Sand lance may be a bit too predictable in terms of where they hide, but there’s at least one unsettling mystery surrounding these fish: Scientists are seeing wide fluctuations in both the abundance and distribution of sand lance from year to year. Joel Llopiz, a biologist at WHOI and Suca’s advisor, says this a problem, since sand lance availability has a direct effect on the abundance and distribution of the commercially-valuable fish that eat them.

MIT-WHOI Joint Program student Justin Suca pulls an adult sand lance out of a sample net aboard the R/V Tioga off Chatham, Mass. (Photo by Joel Llopiz, © Woods Hole Oceanographic Institution)

“If you care about whales, bluefin tuna, or beautiful seabirds like puffins, you should care about sand lance,” he says. “Everything has to eat, and if something happens to their food, then you’re really affecting that species.”

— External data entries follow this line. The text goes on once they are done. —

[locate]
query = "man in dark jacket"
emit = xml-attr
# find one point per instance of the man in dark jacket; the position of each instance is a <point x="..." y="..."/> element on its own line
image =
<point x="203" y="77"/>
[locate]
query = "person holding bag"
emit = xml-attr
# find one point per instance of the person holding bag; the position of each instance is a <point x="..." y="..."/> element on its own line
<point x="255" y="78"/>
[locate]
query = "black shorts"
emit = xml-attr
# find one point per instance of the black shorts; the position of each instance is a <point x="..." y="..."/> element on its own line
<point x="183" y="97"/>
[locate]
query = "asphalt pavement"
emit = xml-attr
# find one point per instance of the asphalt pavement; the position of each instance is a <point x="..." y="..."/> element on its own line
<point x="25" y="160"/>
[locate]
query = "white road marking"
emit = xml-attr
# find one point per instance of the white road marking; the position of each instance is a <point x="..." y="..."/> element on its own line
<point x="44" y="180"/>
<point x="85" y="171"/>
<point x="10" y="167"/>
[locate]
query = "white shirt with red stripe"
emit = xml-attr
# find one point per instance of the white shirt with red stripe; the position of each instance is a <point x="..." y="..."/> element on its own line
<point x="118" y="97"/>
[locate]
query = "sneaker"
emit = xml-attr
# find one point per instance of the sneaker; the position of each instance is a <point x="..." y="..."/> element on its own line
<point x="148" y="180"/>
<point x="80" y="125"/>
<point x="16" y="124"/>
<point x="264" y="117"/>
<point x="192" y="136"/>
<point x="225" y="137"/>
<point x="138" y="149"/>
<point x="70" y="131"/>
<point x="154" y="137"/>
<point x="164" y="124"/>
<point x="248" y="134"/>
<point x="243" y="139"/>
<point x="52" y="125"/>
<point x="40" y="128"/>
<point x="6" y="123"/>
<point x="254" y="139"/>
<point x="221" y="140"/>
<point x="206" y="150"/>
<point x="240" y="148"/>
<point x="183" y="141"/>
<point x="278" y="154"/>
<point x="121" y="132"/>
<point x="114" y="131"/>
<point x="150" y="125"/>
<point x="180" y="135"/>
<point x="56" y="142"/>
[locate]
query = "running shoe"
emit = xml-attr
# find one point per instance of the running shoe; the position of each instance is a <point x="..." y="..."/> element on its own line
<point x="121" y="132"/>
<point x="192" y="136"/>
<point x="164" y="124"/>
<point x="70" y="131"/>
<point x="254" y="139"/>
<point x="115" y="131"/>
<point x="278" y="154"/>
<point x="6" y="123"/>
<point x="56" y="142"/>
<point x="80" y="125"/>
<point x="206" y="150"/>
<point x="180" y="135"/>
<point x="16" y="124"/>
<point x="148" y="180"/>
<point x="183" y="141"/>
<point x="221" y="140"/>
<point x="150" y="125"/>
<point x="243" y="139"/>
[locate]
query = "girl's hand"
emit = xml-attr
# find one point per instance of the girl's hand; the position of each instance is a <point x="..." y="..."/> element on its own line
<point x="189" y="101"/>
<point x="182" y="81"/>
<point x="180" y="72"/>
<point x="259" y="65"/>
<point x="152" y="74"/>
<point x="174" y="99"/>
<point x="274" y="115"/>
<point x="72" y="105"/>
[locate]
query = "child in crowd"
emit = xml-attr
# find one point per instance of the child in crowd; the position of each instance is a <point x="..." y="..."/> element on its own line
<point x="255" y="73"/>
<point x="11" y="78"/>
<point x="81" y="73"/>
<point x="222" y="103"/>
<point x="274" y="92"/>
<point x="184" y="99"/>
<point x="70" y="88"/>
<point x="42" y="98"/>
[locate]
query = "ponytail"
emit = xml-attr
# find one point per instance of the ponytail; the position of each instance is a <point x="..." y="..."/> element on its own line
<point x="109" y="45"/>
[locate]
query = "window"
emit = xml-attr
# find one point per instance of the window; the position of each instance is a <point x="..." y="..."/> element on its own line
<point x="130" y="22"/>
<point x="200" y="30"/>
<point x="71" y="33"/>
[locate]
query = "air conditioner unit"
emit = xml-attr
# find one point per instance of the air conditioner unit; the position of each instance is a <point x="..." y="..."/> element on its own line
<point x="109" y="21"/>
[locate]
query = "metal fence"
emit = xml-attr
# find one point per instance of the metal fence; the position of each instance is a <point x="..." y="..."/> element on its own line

Despite their critical importance in the marine food web, the fast and furious nature of sand lance has made it challenging for scientists to study them. Llopiz says traditional sampling methods and gear used during surveys “aren’t great for catching sand lance.” However, he and his colleagues have had success using a modified sampling net that works well, particularly when the fish are buried.

The researchers have been collecting larval, juvenile, and adult sand lance in Stellwagen Bank and the Great South Channel in Massachusetts to study their basic biology and ecology, and to investigate their population dynamics and factors that may be causing them to shift.  Suca says this information will help inform management and conservation efforts for sand lance and their predators.

“Since sand lance are such a nutritious source of food for a range of marine animals, they’re vulnerable to predation even when burrowed in bottom sediments,” says Suca. “But they are also vulnerable to a range of human impacts including sand mining and warming conditions resulting from climate change. So knowing which areas we need to protect will be vital.”

This research is funded by Woods Hole Sea Grant and the U.S. Bureau of Ocean Energy Management via the National Marine Sanctuary Foundation.